S.N. – Fora a parte óbvia, que é a mistura entre Ocidente e Oriente, uma das coisas que define esta identidade acaba por ser uma arquitetura sem arquitetos. Muitas coisas não são informais, porque têm forma, mas não são planeadas e acabam por ser uma parte muito presente da cidade. Muitas construções não são informais no sentido de não terem forma, mas são feitas sem um planeamento centralizado. Criaram-se espaços e soluções arquitetónicas que resultaram quase organicamente, por vezes mais interessantes que os bairros planeados. Mas esse tipo de arquitetura também está a desaparecer. Está a ser substituído por algo mais uniforme, mais padronizado.

Essa identidade visual e arquitetónica está a desaparecer muito rapidamente [em Macau]. Num espaço de  três ou quatro anos, três dos edifícios que desenhei já não existem
João Nuno Marques, arquiteto

– A exposição cobre o período de 2018-2024. Se tivesse de escolher um período-chave, qual seria?

S.N. – Quando analisámos os registos dos últimos anos, percebemos que durante a pandemia houve um aumento enorme na produção de desenhos e fotografias. O Nelson, por exemplo, fotografou a expansão dos Novos Aterros a partir da Torre de Macau. Acontece apenas uma vez e documentá-lo é um processo muito especial. E o João Nuno, enquanto estava de quarentena, desenhou a construção da nova ponte. Essa fase da pandemia, não só por uma questão de falta de entretenimento, acho que também nos obrigou, a todos, a olhar para a cidade onde vivíamos, porque estávamos cá constantemente.

– Como interpretam a ideia de impermanência em Macau?

J.N.M. – A Sara, como curadora, conseguiu identificar esse tema comum nas nossas duas abordagens. É um caráter perene em Macau, mais crítico, porque a cidade muda muito rapidamente. No entanto, noto que há cada vez mais interesse pelo registo da cidade. Existem páginas no Facebook onde as pessoas partilham fotografias antigas de Macau, e noto que há um amor pela cidade. Ainda há um carinho especial em relação a certos locais.

S.N. – A questão da impermanência surgiu no trabalho dos dois mas também por conhecer Macau. O João Nuno tem uma visão mais conservadora mas acho que queremos o mesmo. A única forma de manter certas partes da cidade é fazendo cedências. Acredito que a cidade tem que se reinventar nos próprios sítios. Significa que temos de proteger o património, mas temos de ser muito criteriosos sobre o que é património. O Governo talvez dê bastante primazia a edifícios neo-clássicos, como o Leal Senado, mas há outras partes dessa cidade mais autónoma, até autoconstruída, que também tem muito interesse. E numa cidade que está sempre em mudança, os registos são ainda mais importantes, porque eu acredito que é impossível congelar a cidade que existe.

– Como imaginam Macau daqui a 10 ou 20 anos?

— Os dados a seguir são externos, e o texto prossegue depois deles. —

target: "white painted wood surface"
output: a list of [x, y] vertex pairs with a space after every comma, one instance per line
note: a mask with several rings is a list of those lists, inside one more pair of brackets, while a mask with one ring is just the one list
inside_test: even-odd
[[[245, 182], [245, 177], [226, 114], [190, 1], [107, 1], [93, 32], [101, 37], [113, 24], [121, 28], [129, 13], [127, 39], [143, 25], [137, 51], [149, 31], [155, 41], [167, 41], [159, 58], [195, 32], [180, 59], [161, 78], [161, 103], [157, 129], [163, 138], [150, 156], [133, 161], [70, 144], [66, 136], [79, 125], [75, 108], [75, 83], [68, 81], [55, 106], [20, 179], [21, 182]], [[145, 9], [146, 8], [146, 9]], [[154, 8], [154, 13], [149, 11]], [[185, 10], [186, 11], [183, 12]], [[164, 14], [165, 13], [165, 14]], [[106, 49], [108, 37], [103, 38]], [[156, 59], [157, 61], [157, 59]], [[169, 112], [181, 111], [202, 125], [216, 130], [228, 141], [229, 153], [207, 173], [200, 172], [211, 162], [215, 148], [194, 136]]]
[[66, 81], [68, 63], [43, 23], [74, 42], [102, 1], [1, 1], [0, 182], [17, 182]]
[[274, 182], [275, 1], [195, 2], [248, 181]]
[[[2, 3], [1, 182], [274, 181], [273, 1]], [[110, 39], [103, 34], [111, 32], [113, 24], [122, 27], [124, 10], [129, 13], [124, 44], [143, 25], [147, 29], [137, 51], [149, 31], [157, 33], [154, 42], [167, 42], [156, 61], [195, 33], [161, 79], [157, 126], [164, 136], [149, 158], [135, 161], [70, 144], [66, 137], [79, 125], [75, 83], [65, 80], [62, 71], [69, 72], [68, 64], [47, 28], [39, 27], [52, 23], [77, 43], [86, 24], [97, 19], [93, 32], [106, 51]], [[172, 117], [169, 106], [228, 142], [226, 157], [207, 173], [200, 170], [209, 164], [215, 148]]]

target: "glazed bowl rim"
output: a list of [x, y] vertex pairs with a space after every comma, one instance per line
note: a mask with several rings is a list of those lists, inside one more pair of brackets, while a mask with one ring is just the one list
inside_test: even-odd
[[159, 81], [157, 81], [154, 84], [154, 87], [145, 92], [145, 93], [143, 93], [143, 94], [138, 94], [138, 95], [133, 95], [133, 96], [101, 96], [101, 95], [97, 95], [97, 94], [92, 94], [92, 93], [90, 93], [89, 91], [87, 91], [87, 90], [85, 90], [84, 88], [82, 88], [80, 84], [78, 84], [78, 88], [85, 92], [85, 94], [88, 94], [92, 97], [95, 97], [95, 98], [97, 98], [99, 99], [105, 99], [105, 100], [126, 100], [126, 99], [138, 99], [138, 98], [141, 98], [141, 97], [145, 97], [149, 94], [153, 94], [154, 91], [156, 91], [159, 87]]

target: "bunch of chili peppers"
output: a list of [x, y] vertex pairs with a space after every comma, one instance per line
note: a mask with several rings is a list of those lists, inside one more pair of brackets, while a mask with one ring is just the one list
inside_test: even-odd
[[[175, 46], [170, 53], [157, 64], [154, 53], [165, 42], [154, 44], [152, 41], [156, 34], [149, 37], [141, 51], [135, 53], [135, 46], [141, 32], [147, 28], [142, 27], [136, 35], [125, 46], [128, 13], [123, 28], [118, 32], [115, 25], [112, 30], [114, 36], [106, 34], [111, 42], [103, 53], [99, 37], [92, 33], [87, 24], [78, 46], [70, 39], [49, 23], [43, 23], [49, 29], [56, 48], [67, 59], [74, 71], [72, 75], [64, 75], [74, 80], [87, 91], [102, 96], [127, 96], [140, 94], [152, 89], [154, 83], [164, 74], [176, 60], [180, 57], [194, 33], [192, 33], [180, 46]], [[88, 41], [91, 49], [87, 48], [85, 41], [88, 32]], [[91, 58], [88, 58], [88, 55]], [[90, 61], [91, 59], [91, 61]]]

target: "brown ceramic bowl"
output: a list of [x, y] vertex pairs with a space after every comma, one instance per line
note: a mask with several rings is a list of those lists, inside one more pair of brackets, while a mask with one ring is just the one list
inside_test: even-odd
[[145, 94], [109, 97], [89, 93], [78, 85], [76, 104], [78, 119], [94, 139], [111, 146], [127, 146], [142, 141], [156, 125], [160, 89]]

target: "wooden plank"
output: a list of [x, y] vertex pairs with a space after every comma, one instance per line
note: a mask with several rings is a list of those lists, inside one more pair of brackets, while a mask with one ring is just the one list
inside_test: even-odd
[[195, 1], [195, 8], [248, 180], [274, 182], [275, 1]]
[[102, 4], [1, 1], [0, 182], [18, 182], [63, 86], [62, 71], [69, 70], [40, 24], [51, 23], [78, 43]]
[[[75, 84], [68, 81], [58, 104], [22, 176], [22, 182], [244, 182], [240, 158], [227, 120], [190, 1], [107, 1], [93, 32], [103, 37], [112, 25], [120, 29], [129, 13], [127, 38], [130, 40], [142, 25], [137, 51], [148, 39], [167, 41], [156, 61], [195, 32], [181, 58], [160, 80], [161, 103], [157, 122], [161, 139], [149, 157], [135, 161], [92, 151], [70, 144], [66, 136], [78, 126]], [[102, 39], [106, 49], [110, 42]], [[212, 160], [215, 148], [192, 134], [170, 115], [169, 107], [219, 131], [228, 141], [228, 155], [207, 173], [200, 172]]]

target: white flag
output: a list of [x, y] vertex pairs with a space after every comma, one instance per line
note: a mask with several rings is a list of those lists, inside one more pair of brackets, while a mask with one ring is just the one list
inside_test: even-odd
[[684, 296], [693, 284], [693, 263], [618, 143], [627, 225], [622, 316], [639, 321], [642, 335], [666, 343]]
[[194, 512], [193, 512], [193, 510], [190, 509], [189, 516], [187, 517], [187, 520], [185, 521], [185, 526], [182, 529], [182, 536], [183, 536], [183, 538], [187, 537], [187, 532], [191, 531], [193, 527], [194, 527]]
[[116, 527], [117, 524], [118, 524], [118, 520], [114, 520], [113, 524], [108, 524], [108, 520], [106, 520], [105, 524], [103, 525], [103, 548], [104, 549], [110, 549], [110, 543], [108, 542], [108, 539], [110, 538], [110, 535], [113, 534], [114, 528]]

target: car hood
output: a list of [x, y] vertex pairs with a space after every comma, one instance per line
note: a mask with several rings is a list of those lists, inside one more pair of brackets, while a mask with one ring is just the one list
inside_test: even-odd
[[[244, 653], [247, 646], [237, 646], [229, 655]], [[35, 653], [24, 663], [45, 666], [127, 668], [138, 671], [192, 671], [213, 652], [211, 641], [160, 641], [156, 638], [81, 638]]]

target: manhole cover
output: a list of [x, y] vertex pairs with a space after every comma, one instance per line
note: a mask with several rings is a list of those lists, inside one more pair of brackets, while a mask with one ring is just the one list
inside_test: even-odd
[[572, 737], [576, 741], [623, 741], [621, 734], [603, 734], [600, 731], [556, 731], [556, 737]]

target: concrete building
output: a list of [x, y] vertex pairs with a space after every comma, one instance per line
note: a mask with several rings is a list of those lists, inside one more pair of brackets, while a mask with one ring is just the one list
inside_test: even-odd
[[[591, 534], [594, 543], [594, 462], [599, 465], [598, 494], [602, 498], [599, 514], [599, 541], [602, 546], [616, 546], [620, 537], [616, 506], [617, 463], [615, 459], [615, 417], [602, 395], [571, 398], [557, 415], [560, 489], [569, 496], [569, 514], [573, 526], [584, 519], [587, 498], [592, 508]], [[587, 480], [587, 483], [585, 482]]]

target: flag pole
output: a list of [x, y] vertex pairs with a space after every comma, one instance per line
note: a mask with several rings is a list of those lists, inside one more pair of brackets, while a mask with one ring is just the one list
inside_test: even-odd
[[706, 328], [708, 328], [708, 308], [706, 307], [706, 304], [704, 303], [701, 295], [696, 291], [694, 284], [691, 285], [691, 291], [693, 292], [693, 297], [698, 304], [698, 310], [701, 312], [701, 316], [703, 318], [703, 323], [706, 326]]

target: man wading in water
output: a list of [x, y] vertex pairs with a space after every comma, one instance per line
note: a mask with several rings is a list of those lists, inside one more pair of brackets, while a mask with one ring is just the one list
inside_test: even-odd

J.N.M. – Vai ser como qualquer outra cidade chinesa, como Zhuhai. Sei que a China tem uma abordagem, em certas zonas históricas, com uma preocupação evidente e uma reabilitação feita com com muito primor. Espero que Macau seja uma das cidades em que o património é valorizado.

– Que medidas podem ser tomadas para preservar o património sem comprometer o desenvolvimento?

S.N. – A palavra-chave é critério. Não podemos simplesmente demolir tudo ou congelar a cidade no tempo. Precisamos de estudar cada edifício e perceber o que deve ser preservado e o que pode ser transformado. Além disso, a sociedade tem um papel importante. As pessoas precisam de valorizar os edifícios históricos, porque se não houver esse reconhecimento social, dificilmente haverá vontade política para os proteger.

J.N.M. – Não se trata apenas de preservar o passado. Também devemos ter critério no que estamos a construir no presente. O que estamos a construir hoje será o património do futuro.